Irulan dominò il tremito delle labbra, si asciugò gli occhi: – Amavo tuo padre, – bisbigliò. – E non me n’ero accorta, fino al giorno in cui morì.

– Forse non è morto, – disse Ghanima. – Quel Predicatore…

– Ghani! A volte non ti capisco. Credi che Paul attaccherebbe in quel modo la sua famiglia?

Ghanima scrollò le spalle e guardò a sua volta il cielo, ormai quasi buio. – Potrebbe trovarlo divertente.

– Come puoi parlare con tanta leggerezza di…

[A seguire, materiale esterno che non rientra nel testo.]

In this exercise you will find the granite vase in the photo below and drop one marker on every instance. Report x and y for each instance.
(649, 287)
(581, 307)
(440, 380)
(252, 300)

– Per tener lontana da me la profonda oscurità, – spiegò Ghanima. – Non mi faccio beffe di te, Irulan. Gli dèi possono testimoniarlo. Ma io non sono soltanto la figlia di mio padre. Io sono ogni singolo individuo che ha contribuito col suo seme a perpetuare gli Atreides. Tu non puoi credere che io sia un’Abominazione, ma non riesco a pensare ad altro. Io sono una pre-nata. Io so quello che c’è dentro di me.

– Quella sciocca vecchia superstizione del…

– Non dirlo! – Ghanima protese istintivamente la mano come per chiudere la bocca ad Irulan. – Io sono tutte, dalla prima all’ultima, le Bene Gesserit del loro maledetto programma genetico, mia nonna inclusa. E sono molto di più. – Si piantò le unghie nel palmo della mano sinistra, facendo gocciolare il sangue. – Questo mio corpo è giovane, ma le sue esperienze… Oh, per gli dèi, Irulan! Le mie esperienze! No! – Protese un’altra volta la mano, e Irulan le si fece più vicina. – Io conosco tutti i futuri esplorati da mio padre. Possiedo la saggezza d’innumerevoli vite, e tutta la loro ignoranza, e anche… tutte le loro debolezze. Se vuoi aiutarmi, Irulan, devi prima sapere chi sono io veramente.

Istintivamente, Irulan si curvò e prese Ghanima tra le braccia, stringendola a sé, guancia contro guancia.

Non costringermi a uccidere questa donna, supplicò Ghanima, dentro di sé. Fa che questo non accada.

Mentre questo pensiero l’attraversava, sul deserto cadde la notte.